There have also been physical attacks in the last year. Last fall, around October, Sung said his father was chasing down someone who had been caught stealing when the person turned around and punched him, resulting in a concussion. A month later, another person caught stealing threw an unopened Coke can at his father and hit him in the eye, he said. Both incidents resulted in his father being in the hospital.

Sung said his parents, who are in their 60s, have continued to operate the store as a nest egg for him and his brother, but between the tight finances and the harassment, his parents have been stressed. His mother, who Sung described as quiet and reserved, holds it in until she can come home and cry.

The store is a family business where Sung and his 33-year-old brother have been helping out since they were teenagers. However, even during the pandemic, his parents have continued to work open to close — around 13 hours a day, seven days a week, including holidays.

“(My parents) put food on our tables, so they go into work with positive attitudes every day, but they just get beat down every day with daily situations,” he said.

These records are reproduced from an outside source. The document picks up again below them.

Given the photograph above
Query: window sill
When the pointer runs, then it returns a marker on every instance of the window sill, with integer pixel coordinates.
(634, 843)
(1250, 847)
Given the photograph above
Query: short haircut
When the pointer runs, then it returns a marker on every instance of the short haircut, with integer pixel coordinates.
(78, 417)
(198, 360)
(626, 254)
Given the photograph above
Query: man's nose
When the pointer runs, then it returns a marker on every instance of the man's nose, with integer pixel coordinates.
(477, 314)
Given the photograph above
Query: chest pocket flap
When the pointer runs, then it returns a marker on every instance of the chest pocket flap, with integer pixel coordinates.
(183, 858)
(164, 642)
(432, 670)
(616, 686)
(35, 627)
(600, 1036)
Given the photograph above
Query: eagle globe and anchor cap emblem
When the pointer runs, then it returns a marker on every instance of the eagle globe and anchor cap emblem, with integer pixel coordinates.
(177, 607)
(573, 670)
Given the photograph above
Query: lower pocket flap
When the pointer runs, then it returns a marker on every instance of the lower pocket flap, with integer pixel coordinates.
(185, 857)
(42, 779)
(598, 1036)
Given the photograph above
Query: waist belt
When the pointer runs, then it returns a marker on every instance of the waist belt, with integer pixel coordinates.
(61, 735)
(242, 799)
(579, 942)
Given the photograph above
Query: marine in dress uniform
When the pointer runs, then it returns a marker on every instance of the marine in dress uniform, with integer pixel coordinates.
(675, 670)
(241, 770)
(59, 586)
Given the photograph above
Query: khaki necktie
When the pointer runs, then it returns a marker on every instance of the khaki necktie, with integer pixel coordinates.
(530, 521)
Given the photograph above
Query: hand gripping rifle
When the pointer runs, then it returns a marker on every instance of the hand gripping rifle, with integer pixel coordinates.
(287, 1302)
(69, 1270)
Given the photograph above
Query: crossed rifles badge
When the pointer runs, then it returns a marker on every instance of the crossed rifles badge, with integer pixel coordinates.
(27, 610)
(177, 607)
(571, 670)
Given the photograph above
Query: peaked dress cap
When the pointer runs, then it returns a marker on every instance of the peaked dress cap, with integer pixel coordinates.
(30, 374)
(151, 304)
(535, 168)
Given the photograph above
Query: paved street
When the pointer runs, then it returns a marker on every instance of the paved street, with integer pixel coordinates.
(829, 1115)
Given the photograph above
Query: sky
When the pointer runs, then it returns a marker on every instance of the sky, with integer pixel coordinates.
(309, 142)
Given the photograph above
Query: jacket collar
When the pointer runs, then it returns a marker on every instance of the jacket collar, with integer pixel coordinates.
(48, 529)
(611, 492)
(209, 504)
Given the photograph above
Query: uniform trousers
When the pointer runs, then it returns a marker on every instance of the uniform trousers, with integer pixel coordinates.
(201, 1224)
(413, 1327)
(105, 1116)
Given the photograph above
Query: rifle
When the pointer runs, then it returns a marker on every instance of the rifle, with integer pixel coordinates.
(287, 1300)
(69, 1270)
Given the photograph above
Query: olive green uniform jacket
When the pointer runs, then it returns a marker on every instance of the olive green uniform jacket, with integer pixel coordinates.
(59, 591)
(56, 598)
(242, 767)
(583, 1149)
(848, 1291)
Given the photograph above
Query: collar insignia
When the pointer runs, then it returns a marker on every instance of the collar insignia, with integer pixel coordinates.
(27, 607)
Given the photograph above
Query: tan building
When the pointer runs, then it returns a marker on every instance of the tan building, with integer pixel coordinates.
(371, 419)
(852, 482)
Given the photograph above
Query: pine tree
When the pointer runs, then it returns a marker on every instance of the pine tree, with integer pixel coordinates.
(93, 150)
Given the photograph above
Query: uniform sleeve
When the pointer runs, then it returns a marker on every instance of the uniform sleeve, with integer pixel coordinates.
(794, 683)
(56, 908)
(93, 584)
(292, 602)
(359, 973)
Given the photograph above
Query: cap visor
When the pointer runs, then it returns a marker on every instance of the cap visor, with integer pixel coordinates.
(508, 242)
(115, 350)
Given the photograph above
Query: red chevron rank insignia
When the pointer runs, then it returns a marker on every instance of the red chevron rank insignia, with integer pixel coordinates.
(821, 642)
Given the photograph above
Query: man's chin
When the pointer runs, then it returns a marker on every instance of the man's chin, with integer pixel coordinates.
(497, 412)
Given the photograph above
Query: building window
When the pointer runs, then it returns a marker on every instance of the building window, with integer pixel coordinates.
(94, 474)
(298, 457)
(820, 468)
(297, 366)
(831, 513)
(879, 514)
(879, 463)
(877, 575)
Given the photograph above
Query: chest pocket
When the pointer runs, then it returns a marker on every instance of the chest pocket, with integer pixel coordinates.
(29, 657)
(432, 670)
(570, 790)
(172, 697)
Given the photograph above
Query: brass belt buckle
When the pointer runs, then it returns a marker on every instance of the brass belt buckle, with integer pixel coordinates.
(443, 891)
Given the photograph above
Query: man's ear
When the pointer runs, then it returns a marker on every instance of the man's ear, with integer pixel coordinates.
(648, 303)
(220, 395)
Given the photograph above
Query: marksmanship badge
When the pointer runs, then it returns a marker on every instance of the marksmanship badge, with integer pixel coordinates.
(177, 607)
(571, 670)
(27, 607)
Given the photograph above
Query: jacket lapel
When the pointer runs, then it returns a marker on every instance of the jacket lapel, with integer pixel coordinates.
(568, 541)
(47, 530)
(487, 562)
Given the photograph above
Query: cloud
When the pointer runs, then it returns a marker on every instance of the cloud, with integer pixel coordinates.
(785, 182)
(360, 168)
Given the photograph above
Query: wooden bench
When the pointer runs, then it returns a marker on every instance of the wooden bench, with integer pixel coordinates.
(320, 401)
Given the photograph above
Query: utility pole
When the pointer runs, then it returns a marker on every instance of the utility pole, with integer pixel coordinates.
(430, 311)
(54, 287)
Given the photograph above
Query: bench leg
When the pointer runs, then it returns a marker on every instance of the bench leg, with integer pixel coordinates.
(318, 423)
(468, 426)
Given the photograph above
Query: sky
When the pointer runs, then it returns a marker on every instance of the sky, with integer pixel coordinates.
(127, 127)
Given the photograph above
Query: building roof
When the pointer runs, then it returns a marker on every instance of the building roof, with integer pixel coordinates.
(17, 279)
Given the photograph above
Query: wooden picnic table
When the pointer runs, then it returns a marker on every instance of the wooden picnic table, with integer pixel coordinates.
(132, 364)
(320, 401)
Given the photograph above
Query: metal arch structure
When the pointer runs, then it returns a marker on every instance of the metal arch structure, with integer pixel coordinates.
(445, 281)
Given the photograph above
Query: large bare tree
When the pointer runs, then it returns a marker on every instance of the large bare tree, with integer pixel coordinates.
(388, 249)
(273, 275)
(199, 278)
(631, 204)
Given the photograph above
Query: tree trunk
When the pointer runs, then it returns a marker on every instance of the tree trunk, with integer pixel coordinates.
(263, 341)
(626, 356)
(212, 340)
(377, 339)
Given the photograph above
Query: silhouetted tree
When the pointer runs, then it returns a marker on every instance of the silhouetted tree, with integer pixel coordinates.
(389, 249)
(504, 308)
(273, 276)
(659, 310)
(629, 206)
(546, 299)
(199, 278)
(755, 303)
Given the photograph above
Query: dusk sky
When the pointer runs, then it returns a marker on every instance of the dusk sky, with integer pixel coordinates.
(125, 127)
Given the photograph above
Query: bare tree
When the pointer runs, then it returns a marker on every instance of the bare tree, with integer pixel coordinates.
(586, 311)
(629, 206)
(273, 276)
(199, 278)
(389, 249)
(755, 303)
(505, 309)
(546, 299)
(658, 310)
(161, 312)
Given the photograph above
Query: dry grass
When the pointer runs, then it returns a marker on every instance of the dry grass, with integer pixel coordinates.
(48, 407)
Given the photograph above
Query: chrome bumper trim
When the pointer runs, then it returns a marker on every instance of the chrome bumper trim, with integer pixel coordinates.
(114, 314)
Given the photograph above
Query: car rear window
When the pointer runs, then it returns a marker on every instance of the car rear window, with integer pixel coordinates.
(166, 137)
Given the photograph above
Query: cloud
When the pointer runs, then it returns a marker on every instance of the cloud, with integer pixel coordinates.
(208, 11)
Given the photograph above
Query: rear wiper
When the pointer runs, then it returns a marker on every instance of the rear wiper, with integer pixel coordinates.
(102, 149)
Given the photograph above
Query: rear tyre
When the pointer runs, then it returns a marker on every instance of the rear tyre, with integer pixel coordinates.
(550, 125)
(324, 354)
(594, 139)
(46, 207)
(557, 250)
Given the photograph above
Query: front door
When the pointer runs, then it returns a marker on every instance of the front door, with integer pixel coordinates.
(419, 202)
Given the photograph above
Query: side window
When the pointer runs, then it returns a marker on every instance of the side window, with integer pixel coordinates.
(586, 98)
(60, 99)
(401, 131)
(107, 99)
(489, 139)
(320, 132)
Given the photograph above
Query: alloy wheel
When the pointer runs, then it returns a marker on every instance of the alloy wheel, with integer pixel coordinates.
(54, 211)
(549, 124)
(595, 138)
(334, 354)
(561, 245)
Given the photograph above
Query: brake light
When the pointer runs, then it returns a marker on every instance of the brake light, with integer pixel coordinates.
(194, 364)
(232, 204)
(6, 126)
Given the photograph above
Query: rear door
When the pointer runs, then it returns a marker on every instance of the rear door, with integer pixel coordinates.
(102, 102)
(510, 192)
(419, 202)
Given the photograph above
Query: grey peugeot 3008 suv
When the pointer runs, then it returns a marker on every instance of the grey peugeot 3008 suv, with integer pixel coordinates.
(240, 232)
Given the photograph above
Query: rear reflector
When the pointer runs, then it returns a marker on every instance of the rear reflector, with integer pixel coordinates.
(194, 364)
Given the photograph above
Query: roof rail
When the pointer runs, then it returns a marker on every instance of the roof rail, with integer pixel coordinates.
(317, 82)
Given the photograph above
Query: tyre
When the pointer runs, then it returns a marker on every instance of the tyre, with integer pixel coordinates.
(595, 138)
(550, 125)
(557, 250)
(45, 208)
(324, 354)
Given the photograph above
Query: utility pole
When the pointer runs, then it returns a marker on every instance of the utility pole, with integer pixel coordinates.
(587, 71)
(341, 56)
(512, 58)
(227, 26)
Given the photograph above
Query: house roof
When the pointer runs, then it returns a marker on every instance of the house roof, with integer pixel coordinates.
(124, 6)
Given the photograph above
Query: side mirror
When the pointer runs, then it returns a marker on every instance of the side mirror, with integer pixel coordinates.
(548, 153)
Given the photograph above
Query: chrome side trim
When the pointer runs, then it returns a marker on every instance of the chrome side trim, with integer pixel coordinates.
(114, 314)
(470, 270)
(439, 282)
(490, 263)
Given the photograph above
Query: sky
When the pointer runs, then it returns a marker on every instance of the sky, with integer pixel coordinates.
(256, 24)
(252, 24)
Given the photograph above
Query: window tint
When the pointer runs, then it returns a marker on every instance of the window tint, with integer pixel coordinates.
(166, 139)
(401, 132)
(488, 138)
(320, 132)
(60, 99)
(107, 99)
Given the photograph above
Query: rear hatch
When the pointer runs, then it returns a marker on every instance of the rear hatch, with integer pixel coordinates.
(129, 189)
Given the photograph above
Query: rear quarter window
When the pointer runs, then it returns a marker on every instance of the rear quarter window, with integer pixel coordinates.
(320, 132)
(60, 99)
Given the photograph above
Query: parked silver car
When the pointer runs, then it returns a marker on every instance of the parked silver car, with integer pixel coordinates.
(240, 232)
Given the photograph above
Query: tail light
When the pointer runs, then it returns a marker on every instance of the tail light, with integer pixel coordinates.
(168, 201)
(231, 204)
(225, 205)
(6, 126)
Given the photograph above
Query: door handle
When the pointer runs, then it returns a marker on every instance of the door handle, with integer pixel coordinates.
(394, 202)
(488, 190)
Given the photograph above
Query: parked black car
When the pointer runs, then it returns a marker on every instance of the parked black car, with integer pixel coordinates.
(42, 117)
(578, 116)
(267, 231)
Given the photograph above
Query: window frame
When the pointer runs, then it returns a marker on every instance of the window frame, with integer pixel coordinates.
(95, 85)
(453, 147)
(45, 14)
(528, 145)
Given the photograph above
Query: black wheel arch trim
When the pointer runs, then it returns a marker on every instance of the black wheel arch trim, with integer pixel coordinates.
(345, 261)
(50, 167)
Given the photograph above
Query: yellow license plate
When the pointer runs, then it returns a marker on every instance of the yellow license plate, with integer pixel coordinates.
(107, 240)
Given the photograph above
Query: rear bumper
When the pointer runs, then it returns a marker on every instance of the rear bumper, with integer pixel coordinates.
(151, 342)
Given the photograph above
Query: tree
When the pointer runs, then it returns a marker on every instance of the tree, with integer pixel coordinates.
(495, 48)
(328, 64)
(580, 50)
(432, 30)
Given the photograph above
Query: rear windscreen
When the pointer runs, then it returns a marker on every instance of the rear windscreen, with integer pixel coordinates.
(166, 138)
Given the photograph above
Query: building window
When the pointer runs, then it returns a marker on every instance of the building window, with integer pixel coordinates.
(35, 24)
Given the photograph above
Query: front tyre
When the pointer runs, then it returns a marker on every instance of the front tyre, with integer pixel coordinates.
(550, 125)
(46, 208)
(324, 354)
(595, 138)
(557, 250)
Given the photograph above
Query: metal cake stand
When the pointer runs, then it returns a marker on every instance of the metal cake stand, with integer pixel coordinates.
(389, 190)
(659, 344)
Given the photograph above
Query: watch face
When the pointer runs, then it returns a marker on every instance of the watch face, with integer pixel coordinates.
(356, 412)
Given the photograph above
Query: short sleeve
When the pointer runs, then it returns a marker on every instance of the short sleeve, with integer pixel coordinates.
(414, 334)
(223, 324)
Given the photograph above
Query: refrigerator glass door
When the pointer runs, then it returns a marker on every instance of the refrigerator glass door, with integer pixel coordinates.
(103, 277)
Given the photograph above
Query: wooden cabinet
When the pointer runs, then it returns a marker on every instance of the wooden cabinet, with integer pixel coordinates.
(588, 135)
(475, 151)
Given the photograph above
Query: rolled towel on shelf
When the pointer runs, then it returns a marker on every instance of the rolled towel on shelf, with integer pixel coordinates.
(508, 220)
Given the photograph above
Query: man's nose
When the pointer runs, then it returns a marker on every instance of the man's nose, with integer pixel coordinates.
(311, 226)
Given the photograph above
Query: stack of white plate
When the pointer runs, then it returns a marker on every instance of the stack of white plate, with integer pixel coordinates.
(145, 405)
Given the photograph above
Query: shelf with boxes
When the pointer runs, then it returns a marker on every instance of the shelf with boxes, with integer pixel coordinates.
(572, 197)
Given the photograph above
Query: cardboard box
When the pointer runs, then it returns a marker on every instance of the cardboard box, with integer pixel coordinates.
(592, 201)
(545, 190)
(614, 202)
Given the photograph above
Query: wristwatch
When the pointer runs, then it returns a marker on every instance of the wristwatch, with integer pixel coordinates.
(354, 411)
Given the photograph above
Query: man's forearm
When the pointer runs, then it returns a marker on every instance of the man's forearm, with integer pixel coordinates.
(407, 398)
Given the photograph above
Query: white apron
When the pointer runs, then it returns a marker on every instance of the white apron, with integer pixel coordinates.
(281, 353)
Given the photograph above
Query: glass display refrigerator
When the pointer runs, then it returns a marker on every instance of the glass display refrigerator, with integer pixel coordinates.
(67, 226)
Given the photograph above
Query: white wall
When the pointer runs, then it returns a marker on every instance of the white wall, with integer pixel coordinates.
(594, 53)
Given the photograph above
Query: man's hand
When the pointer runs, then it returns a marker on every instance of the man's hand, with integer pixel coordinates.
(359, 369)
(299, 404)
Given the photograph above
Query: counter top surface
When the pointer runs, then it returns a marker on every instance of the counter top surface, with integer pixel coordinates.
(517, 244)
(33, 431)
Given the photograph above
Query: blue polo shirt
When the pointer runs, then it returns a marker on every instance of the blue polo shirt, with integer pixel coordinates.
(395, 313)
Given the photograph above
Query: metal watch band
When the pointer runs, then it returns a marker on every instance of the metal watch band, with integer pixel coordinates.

Around once a year, the store gets trashed and loses anywhere from $5,000 to $9,000 between lost merchandise and closed hours, he said. This week’s incident wasn’t even the worst they’ve experienced, he said.

The GoFundMe page, which was started Thursday and has raised around nearly $15,000 from 260 donors, has blown his parents away. Friends and relatives have called checking in on them, and a stranger brought over food to the store.

“(My) parents are doing better,” he said. “They see the support and they’re actually feel like people care.”

Sung’s cousin, Koun Han said she started the fundraiser because of how angry and helpless she felt. At first, she felt cynical since extra money can only do so much for her aunt and uncle, who still have to go into work during a pandemic. But then she realized that the fundraiser is also a way for people to show their support against anti-Asian racism.

“Donations to AAPI organizations and pledging to Asian business leader movements are all great, but how is that going to help people like my uncle and aunt immediately? I couldn’t really think of any other way than a GoFundMe page,” Han said in a text.